Кто-то из них и разглядел первым колонну большегрузных автомобилей. Нет — впереди колонны, которая бесстрашно и вольготно неслась против движения встречного транспорта, катил УАЗик защитного цвета. Самый обычный УАЗ с металлической кабиной и выступающим далеко вперед бампером, который водитель и направил прямо в толпу. Последняя не выдержала такого наглого напора и отхлынула за прилавки, в глубь рынка. Поэтому по одной большой генеральской звезде на погонах выскочившего из переднего автомобиля командира смогла рассмотреть только Кочергина — крайняя в семечковом ряду. А к генералу уже спешил, сбиваясь на последние, церемониальные шаги, такой же молодцеватый капитан, — тот самый, из местных.

Прибывший генерал видимо толк в воинских ритуалах понимал; больше того — уважал их, и даже может быть любил. Рапорт капитана выслушал полностью; прерывать не стал, хотя только что мчался сюда со скоростью не меньше ста километров в час. Так же тепло и уважительно он представился офицеру:

— Генерал Семенов. Здесь должен быть подполковник Трунов.

— Подполковник Трунов в здании вокзала, товарищ генерал-майор. Воюет.

— Воюет!? — удивился генерал, — так ведь договорились до восемнадцати ничего не предпринимать.

Капитан ничего о планах командования не знал. «Воюет» вырвалось у него непроизвольно, и он поспешил объяснить:

— С начальником вокзала он воюет, товарищ генерал-майор. Точнее, с начальницей. Та требует снять оцепление и пустить поезда.

— Требует, — усмехнулся Семенов, — ну, с этим мы разберемся. Пошли-ка кого за Труновым, а я тут «гостей» подожду, черт бы их всех побрал.

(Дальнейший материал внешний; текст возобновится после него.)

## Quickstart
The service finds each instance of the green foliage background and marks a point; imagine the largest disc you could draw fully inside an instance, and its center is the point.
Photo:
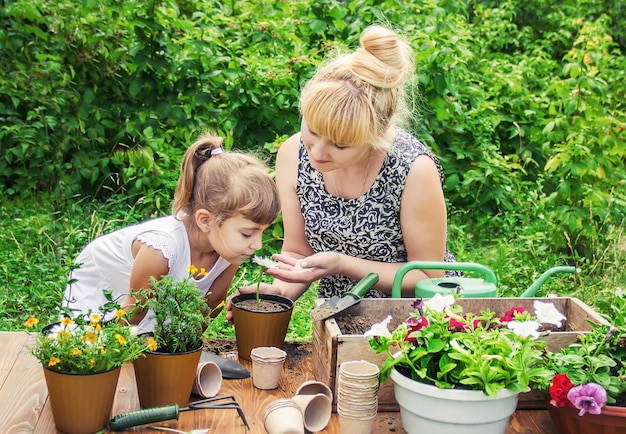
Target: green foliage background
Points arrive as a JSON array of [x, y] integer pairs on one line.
[[523, 100]]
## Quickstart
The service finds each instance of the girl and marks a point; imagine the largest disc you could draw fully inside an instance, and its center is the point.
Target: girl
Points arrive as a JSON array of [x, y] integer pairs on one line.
[[222, 204]]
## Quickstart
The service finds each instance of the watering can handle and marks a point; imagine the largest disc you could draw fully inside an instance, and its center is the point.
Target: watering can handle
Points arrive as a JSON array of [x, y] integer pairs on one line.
[[396, 288], [532, 290]]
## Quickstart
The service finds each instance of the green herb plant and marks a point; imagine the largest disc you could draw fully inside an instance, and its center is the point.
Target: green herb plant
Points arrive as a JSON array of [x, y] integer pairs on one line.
[[180, 310], [264, 264], [593, 367]]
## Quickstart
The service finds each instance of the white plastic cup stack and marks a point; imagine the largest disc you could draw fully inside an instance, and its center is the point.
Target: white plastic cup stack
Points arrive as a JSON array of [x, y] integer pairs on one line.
[[267, 365], [283, 416], [315, 399], [357, 396]]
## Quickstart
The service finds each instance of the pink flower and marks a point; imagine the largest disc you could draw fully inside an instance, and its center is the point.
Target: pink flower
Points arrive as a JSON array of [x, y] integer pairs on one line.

— Гостей? — про себя удивился капитан, поворачиваясь по-уставному и подзывая к себе взмахом руки сержанта — того самого, любителя семечек.

Сержант подбежал, стерев на бегу прилипшую к губам шелуху, и также принялся печатать на подходе к высокому начальству шаг. Но генерал, увидевший, как дернулась было рука сержанта к пилотке, отвернулся, показывая, что для церемоний время кончилось. Что пора дело делать, да побыстрее. Он повернулся как раз к Лидке, окинув ее взглядом всю — от задорно торчащего носа и насмешливых зеленых глаз до не менее вызывающе торчащих коленок. Эти коленки были стратегическим оружием Кочергиной. Круглые и аппетитные, они невольно привлекали к себе мужскую половину покупателей.

Вторым секретом, объясняющим ее феноменальные, по сравнению с остальными, успехи в бизнесе, был тот самый мешочек с семечками, из которого она угостила Верочку. Раз в месяц — когда реже, а иногда и почаще — Лидке удавались чудо-семечки. Каленые так же, как и все другие порции, они были много вкуснее; да что там говорить — были просто фантастически вкусными. Лидка их берегла; подсыпала сверху на ту горку перед собой, из которой и наполняла один за другим мерные стаканчики. Горка же насыпалась из другого, большого мешка.

Генерал об этом секрете естественно не знал. Но к Кочергиной непроизвольно дернулся; хотел что-то спросить.

— Семечек, конечно, — сообразила Лидка, — не коленки же его мои смутили.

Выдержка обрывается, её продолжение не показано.